More recent studies has been focused on developing electrochemical impedimetric biosensors for Salmonella detection using a specific ssDNA aptamer [93]. In this case, the biosensor was based on a glassy carbon electrode modified with graphene oxide and gold nanoparticles. Nanoparticles were used for signal amplification and better biocompatibility to detect biological molecules. The modified electrode was incubated in the presence of Salmonella, and its faradic impedance was measured. The optimal incubation time was determined to be 35 min, while the detection limit obtained was as low as 3 cfu mL–1. Furthermore, the specificity was also compared with different strains of bacteria as L. monocytogenes, B. subtilis, E. coli, S. aureus, or S. pyogenes, and changes registered after 35 min of incubation were much lower than for the Salmonella. The resistance value was also obtained monitoring the electron transfer between the Fe(CN6)3–/4– electrolyte solution and the electrode. Similar methodology was used by Jia et al. [88] on the performance of an impedimetric aptasensor for S. aureus detection by EIS. In this case, a detection limit of 10 cfu mL–1 was obtained and high selectivity over other pathogens was also demonstrated.

Probably, alluding to advantages mentioned previously, the use of aptamers in biosensing by electrochemical techniques will increase in the subsequent years.

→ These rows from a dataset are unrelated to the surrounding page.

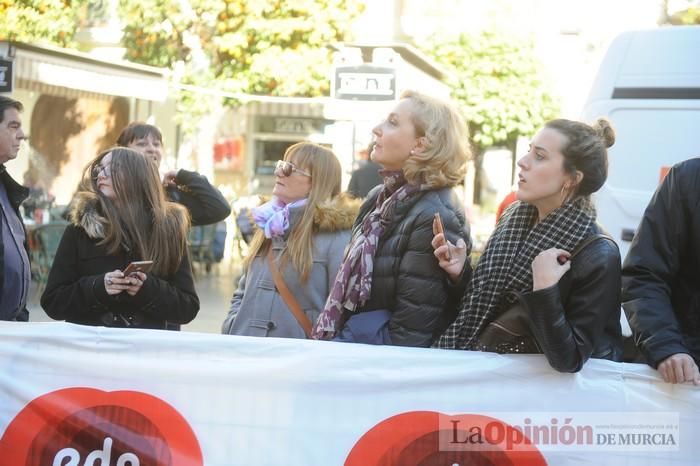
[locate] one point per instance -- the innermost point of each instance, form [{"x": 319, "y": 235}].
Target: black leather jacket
[
  {"x": 406, "y": 279},
  {"x": 661, "y": 275},
  {"x": 579, "y": 317}
]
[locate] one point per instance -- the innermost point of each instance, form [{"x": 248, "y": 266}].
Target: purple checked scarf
[
  {"x": 353, "y": 283},
  {"x": 273, "y": 216}
]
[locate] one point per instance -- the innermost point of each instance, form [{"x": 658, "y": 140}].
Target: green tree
[
  {"x": 497, "y": 83},
  {"x": 267, "y": 47},
  {"x": 264, "y": 47},
  {"x": 45, "y": 21}
]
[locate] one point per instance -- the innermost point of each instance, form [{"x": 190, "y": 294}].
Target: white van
[{"x": 648, "y": 85}]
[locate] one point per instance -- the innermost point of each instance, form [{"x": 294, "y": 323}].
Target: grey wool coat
[{"x": 257, "y": 309}]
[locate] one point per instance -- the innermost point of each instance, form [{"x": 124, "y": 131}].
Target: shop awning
[{"x": 74, "y": 74}]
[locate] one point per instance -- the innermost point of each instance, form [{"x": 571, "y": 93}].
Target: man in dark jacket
[
  {"x": 204, "y": 202},
  {"x": 661, "y": 277},
  {"x": 15, "y": 274}
]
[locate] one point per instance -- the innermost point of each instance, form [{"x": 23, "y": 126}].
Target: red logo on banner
[
  {"x": 427, "y": 438},
  {"x": 79, "y": 426}
]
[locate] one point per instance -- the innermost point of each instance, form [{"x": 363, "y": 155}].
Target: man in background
[
  {"x": 15, "y": 272},
  {"x": 661, "y": 277}
]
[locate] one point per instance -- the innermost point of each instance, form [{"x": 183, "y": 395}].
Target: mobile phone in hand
[
  {"x": 138, "y": 266},
  {"x": 438, "y": 227}
]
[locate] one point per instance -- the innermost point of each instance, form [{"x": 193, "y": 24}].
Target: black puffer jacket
[
  {"x": 75, "y": 291},
  {"x": 661, "y": 274},
  {"x": 579, "y": 317},
  {"x": 407, "y": 279}
]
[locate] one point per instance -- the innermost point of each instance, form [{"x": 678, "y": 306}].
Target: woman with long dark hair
[{"x": 121, "y": 216}]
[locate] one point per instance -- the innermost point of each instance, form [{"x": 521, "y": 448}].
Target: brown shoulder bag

4.2.3. Antimicrobial peptides

The use of antimicrobial peptides (AMPs) as biorecognition elements for bacterial detection on impedimetric sensors has progressed in recent years. AMPs are a family of biomolecules that are crucial in the innate immune defense of many organisms that display a broad spectrum of activity against gram-negative and gram-positive bacteria. Basically, the antimicrobial activity has been attributed to their capacity to target and disrupt bacterial membranes [94, 95]. First experiments of AMPs for biosensor applications were conducted by Kulagina et al. [96, 97]. They reported two biosensor assays using magainin I as the recognition molecule in the fluorescent-based detection of E. coli and Salmonella.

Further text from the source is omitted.